Gli incontri che hanno creato questo riavvicinamento sono iniziati a gennaio sotto la determinante egida di Mosca, dove si sono celebrati i primi colloqui utili tra Armenia e Turchia. Questo processo di normalizzazione procede lentamente e senza “precondizioni”. Ciò significa che il complesso tema del Genocidio degli armeni non compare nell’agenda dei dibattiti. Nel vertice di Mosca, Turchia e Armenia hanno avviato colloqui definiti “costruttivi”, condividendo che, anche in assenza di una riconciliazione, è necessaria l’instaurazione di relazioni, di buon vicinato, concretizzate con l’apertura di relazioni diplomatiche e il programma di riaprire il comune confine terrestre.

Già nel 2009 Yerevan e Ankara avevano concluso accordi per la riapertura del confine, ma non sono mai stati ratificati. Se ora l’Armenia e la Turchia riusciranno ad accordarsi per riaprire e ripristinare i canali di comunicazione caduti in disuso in conseguenza del primo conflitto del Nagorno-Karabakh negli anni Novanta, le popolazioni – che vivono in quest’area di confine comune – potrebbero trarre forti benefici, dato che attualmente questo territorio si presenta come un vicolo cieco dove dominano rancori etnici povertà.

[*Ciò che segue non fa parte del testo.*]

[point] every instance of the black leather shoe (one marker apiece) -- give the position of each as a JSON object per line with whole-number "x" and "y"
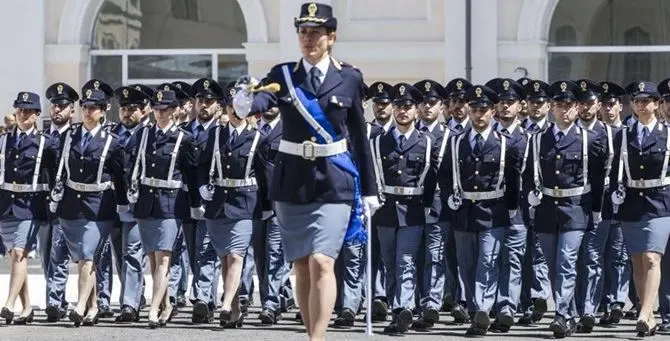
{"x": 24, "y": 320}
{"x": 128, "y": 314}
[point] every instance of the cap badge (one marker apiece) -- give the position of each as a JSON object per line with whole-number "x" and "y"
{"x": 311, "y": 9}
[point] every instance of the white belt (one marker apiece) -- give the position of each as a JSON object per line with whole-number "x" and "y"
{"x": 236, "y": 182}
{"x": 310, "y": 150}
{"x": 159, "y": 183}
{"x": 566, "y": 193}
{"x": 82, "y": 187}
{"x": 398, "y": 190}
{"x": 649, "y": 183}
{"x": 476, "y": 196}
{"x": 23, "y": 188}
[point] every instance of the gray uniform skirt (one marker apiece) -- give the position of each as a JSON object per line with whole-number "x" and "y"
{"x": 230, "y": 236}
{"x": 158, "y": 234}
{"x": 21, "y": 234}
{"x": 312, "y": 228}
{"x": 84, "y": 238}
{"x": 646, "y": 236}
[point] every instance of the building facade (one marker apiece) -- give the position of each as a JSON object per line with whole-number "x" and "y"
{"x": 151, "y": 41}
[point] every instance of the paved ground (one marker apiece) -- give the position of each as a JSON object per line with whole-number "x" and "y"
{"x": 287, "y": 330}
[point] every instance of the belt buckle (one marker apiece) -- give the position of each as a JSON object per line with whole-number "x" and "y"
{"x": 309, "y": 150}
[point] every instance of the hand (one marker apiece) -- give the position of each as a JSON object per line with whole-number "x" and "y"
{"x": 205, "y": 194}
{"x": 597, "y": 217}
{"x": 370, "y": 205}
{"x": 198, "y": 213}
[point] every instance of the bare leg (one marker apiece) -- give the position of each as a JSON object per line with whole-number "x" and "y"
{"x": 18, "y": 269}
{"x": 302, "y": 288}
{"x": 322, "y": 294}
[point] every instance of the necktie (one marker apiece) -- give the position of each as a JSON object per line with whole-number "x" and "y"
{"x": 314, "y": 80}
{"x": 645, "y": 134}
{"x": 85, "y": 140}
{"x": 479, "y": 143}
{"x": 401, "y": 141}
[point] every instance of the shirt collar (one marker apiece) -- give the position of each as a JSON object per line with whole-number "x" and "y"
{"x": 272, "y": 124}
{"x": 396, "y": 133}
{"x": 650, "y": 126}
{"x": 321, "y": 65}
{"x": 485, "y": 134}
{"x": 239, "y": 129}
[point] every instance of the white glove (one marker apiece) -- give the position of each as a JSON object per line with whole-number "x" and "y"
{"x": 370, "y": 205}
{"x": 597, "y": 217}
{"x": 53, "y": 206}
{"x": 205, "y": 194}
{"x": 198, "y": 213}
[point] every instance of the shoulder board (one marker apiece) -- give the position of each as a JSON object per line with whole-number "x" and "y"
{"x": 291, "y": 65}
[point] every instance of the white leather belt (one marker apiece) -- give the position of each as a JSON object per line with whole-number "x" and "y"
{"x": 82, "y": 187}
{"x": 310, "y": 150}
{"x": 649, "y": 183}
{"x": 566, "y": 193}
{"x": 160, "y": 183}
{"x": 236, "y": 182}
{"x": 477, "y": 196}
{"x": 398, "y": 190}
{"x": 23, "y": 188}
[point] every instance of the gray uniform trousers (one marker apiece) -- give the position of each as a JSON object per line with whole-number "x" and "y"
{"x": 434, "y": 265}
{"x": 274, "y": 272}
{"x": 604, "y": 255}
{"x": 179, "y": 267}
{"x": 206, "y": 265}
{"x": 512, "y": 258}
{"x": 561, "y": 251}
{"x": 535, "y": 274}
{"x": 131, "y": 261}
{"x": 477, "y": 254}
{"x": 55, "y": 258}
{"x": 399, "y": 250}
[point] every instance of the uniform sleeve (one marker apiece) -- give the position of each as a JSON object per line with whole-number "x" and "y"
{"x": 117, "y": 172}
{"x": 597, "y": 164}
{"x": 359, "y": 139}
{"x": 513, "y": 163}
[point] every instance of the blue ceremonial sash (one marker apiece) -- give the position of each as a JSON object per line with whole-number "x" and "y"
{"x": 355, "y": 231}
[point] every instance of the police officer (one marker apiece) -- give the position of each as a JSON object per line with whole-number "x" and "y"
{"x": 615, "y": 281}
{"x": 84, "y": 199}
{"x": 163, "y": 160}
{"x": 513, "y": 250}
{"x": 406, "y": 176}
{"x": 481, "y": 179}
{"x": 26, "y": 169}
{"x": 639, "y": 178}
{"x": 564, "y": 178}
{"x": 205, "y": 264}
{"x": 63, "y": 98}
{"x": 131, "y": 260}
{"x": 535, "y": 285}
{"x": 431, "y": 263}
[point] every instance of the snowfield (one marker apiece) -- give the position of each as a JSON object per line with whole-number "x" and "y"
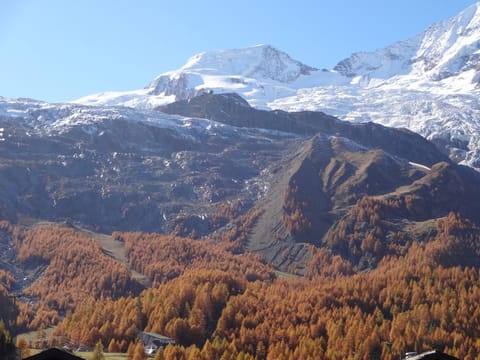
{"x": 428, "y": 84}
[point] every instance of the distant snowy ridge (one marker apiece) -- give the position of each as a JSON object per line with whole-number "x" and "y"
{"x": 428, "y": 84}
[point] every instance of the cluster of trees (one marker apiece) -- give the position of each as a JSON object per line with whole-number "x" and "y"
{"x": 217, "y": 302}
{"x": 293, "y": 213}
{"x": 416, "y": 301}
{"x": 409, "y": 303}
{"x": 164, "y": 257}
{"x": 74, "y": 269}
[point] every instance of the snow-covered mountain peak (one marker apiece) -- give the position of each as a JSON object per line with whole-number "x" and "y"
{"x": 429, "y": 83}
{"x": 247, "y": 70}
{"x": 260, "y": 61}
{"x": 444, "y": 49}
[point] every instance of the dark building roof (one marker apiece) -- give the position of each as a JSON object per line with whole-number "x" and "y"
{"x": 54, "y": 354}
{"x": 432, "y": 355}
{"x": 148, "y": 336}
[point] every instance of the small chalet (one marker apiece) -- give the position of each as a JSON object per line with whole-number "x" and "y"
{"x": 54, "y": 354}
{"x": 430, "y": 355}
{"x": 153, "y": 342}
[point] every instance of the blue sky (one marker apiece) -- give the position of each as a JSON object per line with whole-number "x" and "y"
{"x": 59, "y": 50}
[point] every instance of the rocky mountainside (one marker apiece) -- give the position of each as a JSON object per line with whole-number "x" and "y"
{"x": 428, "y": 84}
{"x": 182, "y": 168}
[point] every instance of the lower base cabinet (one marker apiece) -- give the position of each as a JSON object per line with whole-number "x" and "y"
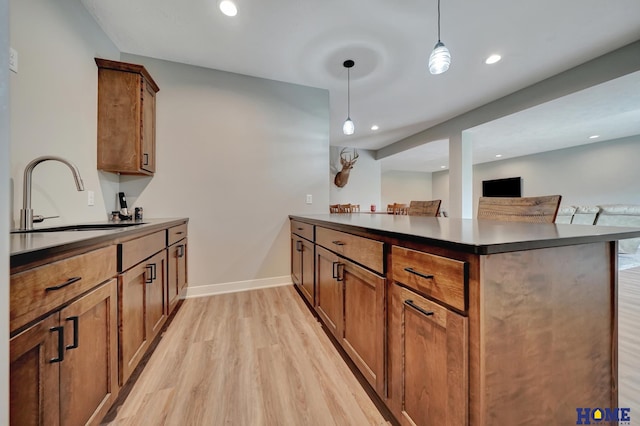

Ricordo, brevemente, che il genocidio del popolo armeno avvenne in due fasi: la prima, che potremmo definire propedeutica, tra il 1890 ed il 1896, dove l’antica comunità cristiana degli armeni iniziò a subire una prima forte oppressione da parte ottomana, e la seconda iniziata il 23-24 aprile 1915 con l’arresto, a Costantinopoli, di quasi 3mila armeni. Fu decapitato il motore economico e culturale della comunità e segnò l’inizio del “genocidio”. Questa “pulizia etnica” conta, nel secondo massacro, 2,5 milioni di morti, fonti armene, contro le fonti turche, quelle non negazioniste, che sbarrano il numero delle vittime a duecentomila. Ma oltre i “numeri” l’anima degli armeni è minata profondamente dalla drammatica storia, considerando che il genocidio non è riconosciuto dal modesto erede dell’Impero ottomano, la Turchia.

Tuttavia, se una normalizzazione vera delle relazioni tra Armenia e Turchia non si dovesse concretizzare, sarebbe una “anomalia strategica” in quanto, al momento, alternative più fruttuose pare non esistano a meno di una deflagrazione globale che mischierebbe globalmente le carte.